Welche Kennzahlen sind wichtig?

Die wichtigsten Kennzahlen zur Leistung bei einem Akkuschrauber sind:

  • Spannung in Volt (V)
  • Drehmoment in Newtonmeter (Nm)

Weitere Kennzahlen sind die Kapazität in Amperestunden (Ah) des Akkus und die Drehzahlen in U/min.

Im Grunde kann man die „Stärke“ eines Akkuschraubers anhand der Spannung und des Drehmoments bestimmen. Kleine Einsteigermodelle beginnen bei ca. 3,6 V und 4,5 Nm, während Profigeräte bei ca. 18 V und 50 Nm liegen. Für ein Allround-Gerät im Haushalt und Hobby-Bereich empfehlen wir Modelle ab 10,8 V und 30 Nm Drehmoment.

Welche Akku-Typen gibt es?

In einem Akkuschrauber können folgende Akku-Typen verbaut sein:

  • Nickel-Cadmium (NiCd)
  • Nickel-Metallhydrid (NiMh)
  • Lithium-Ionen (Li-Ion)

Nickel-Cadmium Akkus sind hochgiftig und deshalb in Deutschland seit 2009 verboten. Allerdings kann es sein, dass in kabellosen Elektrowerkzeugen wie Akkuschraubern noch immer dieser Typ verbaut sein kann. Ob dies der Fall ist, verrät das Typenschild. Defekte NiCd-Akkus müssen als Sondermüll entsorgt werden. Vorteilhaft beim NiCd-Akku ist die gute Lebensdauer mit bis zu 1500 Ladezyklen. Nachteile sind der berüchtigte Memory-Effekt und die niedrige Energiedichte. Daher sind NiCd-Akkus oft groß und schwer.

Nickel-Metallhydrid Akkus sind weniger giftig und günstig in der Anschaffung. Allerdings ist die Lebensdauer geringer mit bis zu 500 Ladezyklen. Die Energiedichte liegt hier ähnlich niedrig wie beim NiCd-Akku, was sich negativ auf die Baugröße auswirkt. NiMh-Akkus leiden unter dem sogenannten Batterieträgheitseffekt.
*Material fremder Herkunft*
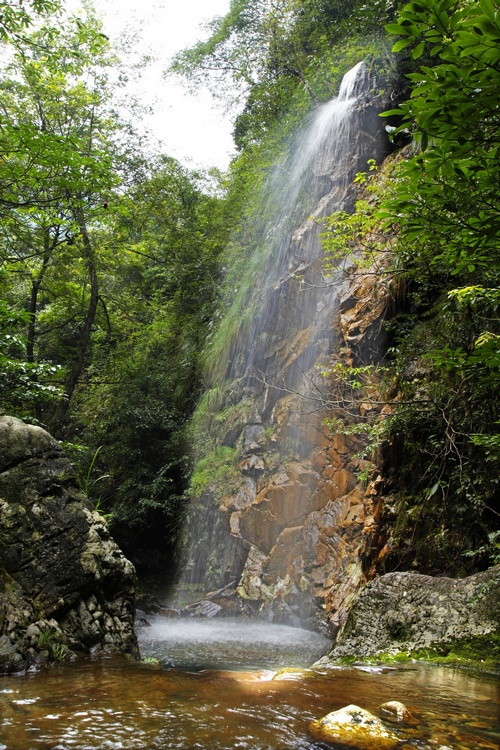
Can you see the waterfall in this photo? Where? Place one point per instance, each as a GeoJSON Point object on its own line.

Dieser reduziert langsam die Leistung des Akkus. Durch Pflegemaßnahmen kann dieser Effekt rückgängig gemacht werden.

Lithium-Ionen Akkus sind die modernsten Vertreter für kabellose Elektrowerkzeuge. Sie besitzen eine hohe Energiedichte, was sehr kompakte Bauformen zulässt. Li-Ion Akkus sind schnellladefähig und haben keinen Memory-Effekt. Auch der Batterieträgheitseffekt tritt nicht auf. Allerdings sind Li-Ion Akkus am teuersten in der Anschaffung bei einer durchschnittlichen Lebensdauer von bis zu 800 Ladezyklen.

Wie lange muss ein Akkuschrauber laden?

Dies hängt vom verbauten Akku-Typ ab. Prinzipiell kann man von 30 Minuten bis zu 3 Stunden ausgehen. Lithium-Ionen Akkus besitzen eine sogenannte Schnellladefunktion. Dies stellt bereits nach ca. 20 Minuten wieder 70% der Kapazität bereit. Ideal ist im Falle eines leeren Akkus, wenn man einen weiteren, voll geladenen Akku griffbereit hat.